MOGADISHU - Somalia's president swore on Wednesday to intensify his war against insurgents blamed for a suicide bombing at a medical graduation ceremony last week that killed 22 people, including three government ministers.

Sheikh Sharif Ahmed's fragile administration controls only a few districts of Mogadishu and comes under near daily attack by rebels including the hardline al Shabaab group, which Washington says is al Qaeda's proxy in the failed Horn of African state.

Western security agencies say the country has become a safe haven for militants, including foreign jihadists, who are using it to plot attacks across the impoverished region and beyond.

A spokesman for al Shabaab denied the group was responsible for last Thursday's suicide bombing, but few Somalis believed him and the U.N. special envoy to the country said it was outrageous to suggest that anyone else was to blame.

Speaking to the commanders of his fledgling naval forces, Ahmed said the rebels had humiliated the Somali people.

We have to be ready to clear them out of the country and restore peace, Ahmed said. They have decided to kill anyone who does not subscribe to their ideology. But Somalis have realised the trouble caused by these groups.

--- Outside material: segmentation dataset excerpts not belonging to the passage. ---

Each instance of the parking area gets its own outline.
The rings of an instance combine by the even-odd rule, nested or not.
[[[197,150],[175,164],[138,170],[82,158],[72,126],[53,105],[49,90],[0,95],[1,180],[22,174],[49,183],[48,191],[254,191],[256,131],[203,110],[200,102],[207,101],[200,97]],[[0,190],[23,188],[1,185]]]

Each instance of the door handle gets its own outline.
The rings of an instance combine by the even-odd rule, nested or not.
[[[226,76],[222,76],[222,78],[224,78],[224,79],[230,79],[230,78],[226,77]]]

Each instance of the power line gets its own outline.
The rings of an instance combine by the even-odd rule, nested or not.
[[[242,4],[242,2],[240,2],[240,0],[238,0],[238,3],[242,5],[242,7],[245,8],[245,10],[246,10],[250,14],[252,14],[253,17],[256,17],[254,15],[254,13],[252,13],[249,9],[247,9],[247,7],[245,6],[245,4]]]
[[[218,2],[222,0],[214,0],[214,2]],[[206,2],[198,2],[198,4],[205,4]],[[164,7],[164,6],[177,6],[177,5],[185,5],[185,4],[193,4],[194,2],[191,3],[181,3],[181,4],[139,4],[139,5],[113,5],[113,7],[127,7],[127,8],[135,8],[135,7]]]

The country has known no peace for almost two decades since the overthrow of a military dictator heralded a period of warlord fiefdoms. But even that era did not witness the bloodletting and violence that Somalis have seen in recent years.

AHMED CALLS ON NAVY

Fighting has killed at least 19,000 Somali civilians since the start of 2007 and driven 1.5 million from their homes, triggering one of the world's worst humanitarian disasters.
The chaos has also spilt offshore, where heavily armed Somali pirate gangs have made tens of millions of dollars in ransoms by terrorising commercial shipping in the Indian Ocean and strategic Gulf of Aden which links Europe to Asia.

Somalia's navy plans to join foreign militaries that are targeting the sea gangs, but is still in its infancy. Officers have to hire boats from fishermen for their military exercises.

The pirates have destroyed Somalia's reputation for small amounts of money by hijacking ships. The navy should be ready to defend ships against violent hijacking, Ahmed said.

Some pirates say they started out just planning to protect their coastline against illegal waste dumping and trawling by foreign fishing fleets. Ahmed acknowledged that illegal fishing had been going on since 1991, and said it was another problem.

At the weekend, Somalia's government called for an international peace plan like President Barack Obama's new Afghan strategy, saying it would be more effective and far cheaper than current efforts to combat piracy.